Monkey Trades – Stops and thoughts


EDIT: September, 2, 2012 – CG did an analysis on random stops and targets in 2011. Here is the link:


This is the third post for ‘Monkey Trades’ using the 5 minute bar breakout strategy.

The first 2 are below.


If you haven’t read through them; I suggest it.  I was asked about stops as part of this strategy in the VTF, so I will do my best to outline what I do and what I think you should do.


First let’s lay down some ground work for stops, then define what stops are.


Stops try to prevent catastrophic losses.

Having stops is part of having a trading plan.  Stops prevent bad trades from running away with your account.

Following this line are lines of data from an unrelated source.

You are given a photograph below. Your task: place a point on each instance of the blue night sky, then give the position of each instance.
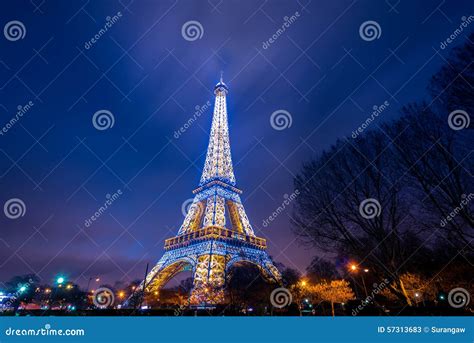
(151, 79)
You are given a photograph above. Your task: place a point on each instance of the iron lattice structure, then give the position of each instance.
(216, 232)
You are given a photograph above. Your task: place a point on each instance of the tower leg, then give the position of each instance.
(209, 279)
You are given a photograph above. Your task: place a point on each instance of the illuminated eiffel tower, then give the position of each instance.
(216, 233)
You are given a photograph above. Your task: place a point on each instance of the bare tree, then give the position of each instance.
(338, 192)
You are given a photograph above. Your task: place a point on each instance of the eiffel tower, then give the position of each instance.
(216, 232)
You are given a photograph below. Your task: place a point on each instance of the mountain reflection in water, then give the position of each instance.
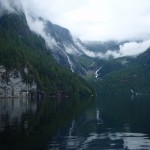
(108, 123)
(111, 123)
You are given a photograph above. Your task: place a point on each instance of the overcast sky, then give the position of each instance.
(97, 19)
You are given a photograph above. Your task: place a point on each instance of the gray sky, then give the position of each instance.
(97, 19)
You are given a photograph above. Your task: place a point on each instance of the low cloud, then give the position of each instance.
(126, 49)
(10, 6)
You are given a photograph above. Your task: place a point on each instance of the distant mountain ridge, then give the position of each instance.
(26, 64)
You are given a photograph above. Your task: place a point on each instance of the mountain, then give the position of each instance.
(98, 46)
(64, 47)
(126, 75)
(27, 64)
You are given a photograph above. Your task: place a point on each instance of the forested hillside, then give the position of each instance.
(130, 77)
(20, 48)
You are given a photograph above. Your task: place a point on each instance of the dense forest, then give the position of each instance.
(20, 48)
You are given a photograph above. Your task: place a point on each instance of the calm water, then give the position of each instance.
(108, 123)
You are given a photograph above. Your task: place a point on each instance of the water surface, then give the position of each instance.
(108, 123)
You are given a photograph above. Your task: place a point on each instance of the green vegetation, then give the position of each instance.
(126, 79)
(20, 48)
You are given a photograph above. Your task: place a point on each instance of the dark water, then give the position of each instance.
(108, 123)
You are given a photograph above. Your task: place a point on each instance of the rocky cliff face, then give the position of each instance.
(12, 85)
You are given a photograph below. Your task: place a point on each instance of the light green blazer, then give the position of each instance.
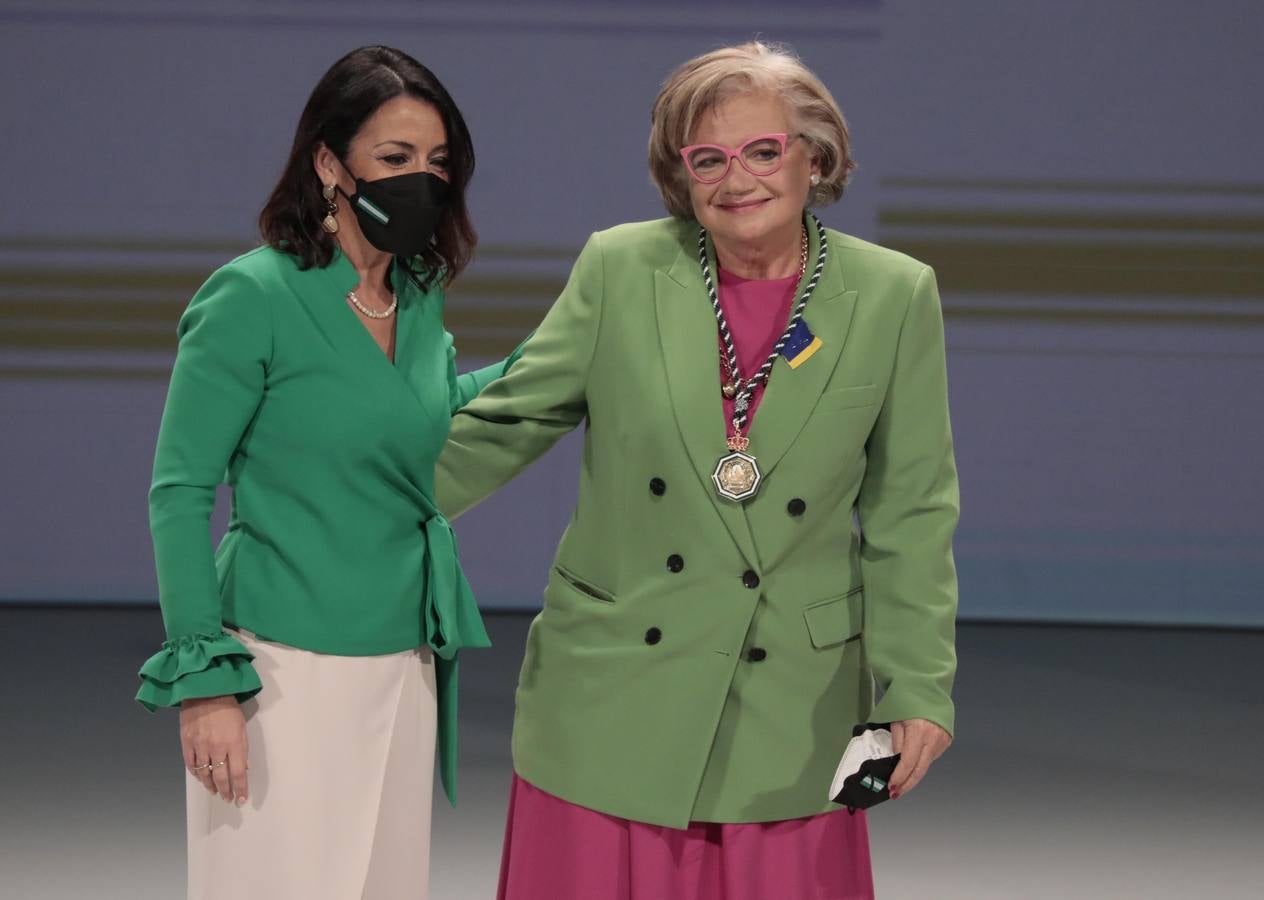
(699, 659)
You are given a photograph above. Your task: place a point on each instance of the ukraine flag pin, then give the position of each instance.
(800, 345)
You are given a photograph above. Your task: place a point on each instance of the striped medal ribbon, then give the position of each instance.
(737, 473)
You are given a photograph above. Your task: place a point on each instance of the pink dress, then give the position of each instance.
(555, 850)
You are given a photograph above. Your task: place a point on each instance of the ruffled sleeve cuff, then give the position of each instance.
(197, 665)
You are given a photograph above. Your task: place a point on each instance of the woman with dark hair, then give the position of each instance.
(314, 655)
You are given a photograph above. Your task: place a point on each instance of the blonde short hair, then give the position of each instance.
(695, 87)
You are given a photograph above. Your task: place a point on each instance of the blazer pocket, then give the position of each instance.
(837, 620)
(847, 398)
(583, 587)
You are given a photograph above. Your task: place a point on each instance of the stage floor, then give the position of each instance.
(1090, 762)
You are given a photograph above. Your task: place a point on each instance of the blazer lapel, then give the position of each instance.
(686, 333)
(791, 395)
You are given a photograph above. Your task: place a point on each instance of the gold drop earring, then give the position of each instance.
(329, 223)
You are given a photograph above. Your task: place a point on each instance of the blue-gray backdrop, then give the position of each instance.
(1083, 176)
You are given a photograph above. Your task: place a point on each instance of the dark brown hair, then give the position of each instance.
(343, 100)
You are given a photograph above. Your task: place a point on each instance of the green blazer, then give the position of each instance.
(334, 542)
(699, 659)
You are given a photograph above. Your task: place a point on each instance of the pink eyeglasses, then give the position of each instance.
(760, 156)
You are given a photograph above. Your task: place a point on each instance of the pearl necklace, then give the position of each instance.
(373, 314)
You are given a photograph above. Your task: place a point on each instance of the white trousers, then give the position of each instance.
(341, 756)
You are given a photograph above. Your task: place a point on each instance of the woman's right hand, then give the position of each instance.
(212, 736)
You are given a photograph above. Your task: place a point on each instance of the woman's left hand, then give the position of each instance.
(919, 743)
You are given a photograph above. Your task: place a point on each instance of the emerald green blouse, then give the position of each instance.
(334, 542)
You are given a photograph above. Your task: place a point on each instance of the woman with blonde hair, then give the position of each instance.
(766, 506)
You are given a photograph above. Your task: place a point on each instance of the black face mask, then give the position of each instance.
(400, 214)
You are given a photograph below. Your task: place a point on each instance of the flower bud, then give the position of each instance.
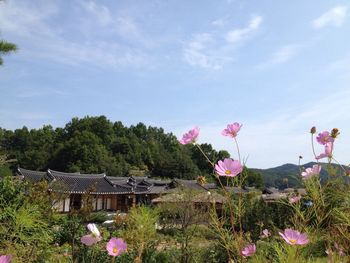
(335, 133)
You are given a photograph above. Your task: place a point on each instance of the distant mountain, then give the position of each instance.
(288, 175)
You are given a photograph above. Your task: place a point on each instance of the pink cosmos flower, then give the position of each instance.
(249, 250)
(324, 137)
(228, 167)
(294, 237)
(266, 233)
(294, 199)
(232, 130)
(328, 149)
(115, 246)
(309, 172)
(190, 136)
(93, 238)
(5, 259)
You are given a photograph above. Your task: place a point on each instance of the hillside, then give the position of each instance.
(288, 175)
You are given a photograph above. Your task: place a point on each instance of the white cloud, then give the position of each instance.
(284, 136)
(30, 27)
(214, 50)
(236, 35)
(335, 17)
(198, 52)
(101, 13)
(282, 55)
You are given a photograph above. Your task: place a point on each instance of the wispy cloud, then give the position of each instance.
(282, 55)
(236, 35)
(335, 17)
(101, 13)
(199, 52)
(284, 135)
(214, 50)
(30, 26)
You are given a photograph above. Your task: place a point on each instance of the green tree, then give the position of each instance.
(6, 48)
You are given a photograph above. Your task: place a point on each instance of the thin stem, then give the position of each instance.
(212, 164)
(239, 154)
(313, 146)
(341, 166)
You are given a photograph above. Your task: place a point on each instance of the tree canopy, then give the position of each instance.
(6, 48)
(97, 145)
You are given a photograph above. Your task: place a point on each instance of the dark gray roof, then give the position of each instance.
(189, 184)
(81, 183)
(74, 182)
(32, 176)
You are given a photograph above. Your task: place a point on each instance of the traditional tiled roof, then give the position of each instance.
(32, 176)
(187, 184)
(75, 182)
(81, 183)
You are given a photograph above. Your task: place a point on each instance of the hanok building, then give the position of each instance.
(109, 193)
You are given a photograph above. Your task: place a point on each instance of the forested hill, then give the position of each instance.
(96, 145)
(288, 175)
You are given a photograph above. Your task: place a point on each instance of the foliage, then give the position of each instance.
(184, 216)
(96, 145)
(140, 233)
(6, 48)
(24, 229)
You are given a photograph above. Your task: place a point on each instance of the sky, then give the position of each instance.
(277, 67)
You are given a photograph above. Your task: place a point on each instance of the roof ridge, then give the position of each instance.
(102, 175)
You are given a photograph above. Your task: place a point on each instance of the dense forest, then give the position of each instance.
(97, 145)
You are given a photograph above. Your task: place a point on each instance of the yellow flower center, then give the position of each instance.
(293, 241)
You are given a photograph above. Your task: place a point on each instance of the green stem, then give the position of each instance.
(239, 154)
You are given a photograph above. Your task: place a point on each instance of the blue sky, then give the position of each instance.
(278, 67)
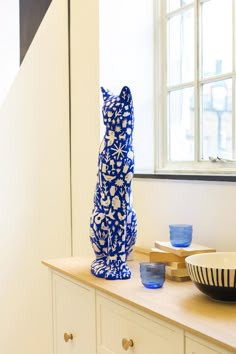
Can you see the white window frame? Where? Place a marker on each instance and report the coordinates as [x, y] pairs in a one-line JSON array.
[[162, 165]]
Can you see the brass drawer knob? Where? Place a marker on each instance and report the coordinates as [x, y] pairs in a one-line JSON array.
[[68, 336], [127, 343]]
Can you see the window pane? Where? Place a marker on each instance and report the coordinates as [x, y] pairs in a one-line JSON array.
[[217, 119], [181, 48], [181, 125], [176, 4], [216, 37]]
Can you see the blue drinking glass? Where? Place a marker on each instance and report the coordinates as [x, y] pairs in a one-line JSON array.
[[152, 274], [181, 235]]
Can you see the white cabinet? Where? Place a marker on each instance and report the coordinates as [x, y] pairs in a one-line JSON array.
[[195, 345], [89, 321], [121, 328], [74, 328]]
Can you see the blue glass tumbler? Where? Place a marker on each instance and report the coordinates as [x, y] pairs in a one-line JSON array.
[[152, 274], [181, 235]]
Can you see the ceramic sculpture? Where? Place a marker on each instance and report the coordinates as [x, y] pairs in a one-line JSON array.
[[113, 224]]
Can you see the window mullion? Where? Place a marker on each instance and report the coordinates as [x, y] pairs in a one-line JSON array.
[[197, 115], [233, 80]]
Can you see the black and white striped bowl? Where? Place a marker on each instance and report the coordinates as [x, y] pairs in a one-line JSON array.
[[214, 274]]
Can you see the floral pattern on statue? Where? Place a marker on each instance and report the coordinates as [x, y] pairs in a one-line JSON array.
[[113, 224]]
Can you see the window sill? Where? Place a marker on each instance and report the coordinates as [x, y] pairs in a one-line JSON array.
[[187, 176]]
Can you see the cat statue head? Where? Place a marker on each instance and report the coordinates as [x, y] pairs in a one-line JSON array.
[[118, 111]]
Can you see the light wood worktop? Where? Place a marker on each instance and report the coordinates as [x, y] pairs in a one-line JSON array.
[[181, 304]]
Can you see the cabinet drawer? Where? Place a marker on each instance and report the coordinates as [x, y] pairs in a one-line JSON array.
[[73, 317], [194, 345], [117, 322]]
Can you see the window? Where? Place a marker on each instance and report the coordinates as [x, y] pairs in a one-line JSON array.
[[179, 59], [196, 86]]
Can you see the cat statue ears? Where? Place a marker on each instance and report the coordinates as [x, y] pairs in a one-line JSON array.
[[125, 94]]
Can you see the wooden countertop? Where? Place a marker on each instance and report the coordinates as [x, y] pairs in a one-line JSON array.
[[181, 304]]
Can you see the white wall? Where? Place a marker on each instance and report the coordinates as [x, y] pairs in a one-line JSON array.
[[127, 58], [209, 206], [34, 186], [85, 117], [9, 42]]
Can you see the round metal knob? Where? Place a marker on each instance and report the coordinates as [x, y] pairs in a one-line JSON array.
[[127, 343], [68, 336]]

Stops help remove emotions.

Stops help you remove the ‘hope and pray’ trade.  If you are stopped, you are stopped.  End of trade.

Stops add complexity.  

If they are too optimized, when the market changes you will be stopped out for losses.  If they they are too wide, you will take larger losses that you have to.

Stops are an art more than a science.

Stops when used correctly help you get a feel for how the market is trading.  For example, is it a day were we are taking out stops and reversing?  If you are getting stopped out a lot, look at why you are getting stopped out.  Are you wrong?  Are you fighting the trend?  Are your stops too tight for volatility.

You should notice I didn’t mention trailing stops or stops as profit targets.   I use stops to prevent losses or protect profits.  All a stop should do is make it so you can live to fight another day.


Now that I shared what I think a stop should be,  let me show how I figure out my basic stop.

The simplest stop is a % of your account per trade as risk.  Typically most trading books will say use a stop no greater than 1%.    What is 1%?  If you have a 10k account, then you can trade 1-2 contracts with a stop no larger than $100 per contract; if you follow this rule.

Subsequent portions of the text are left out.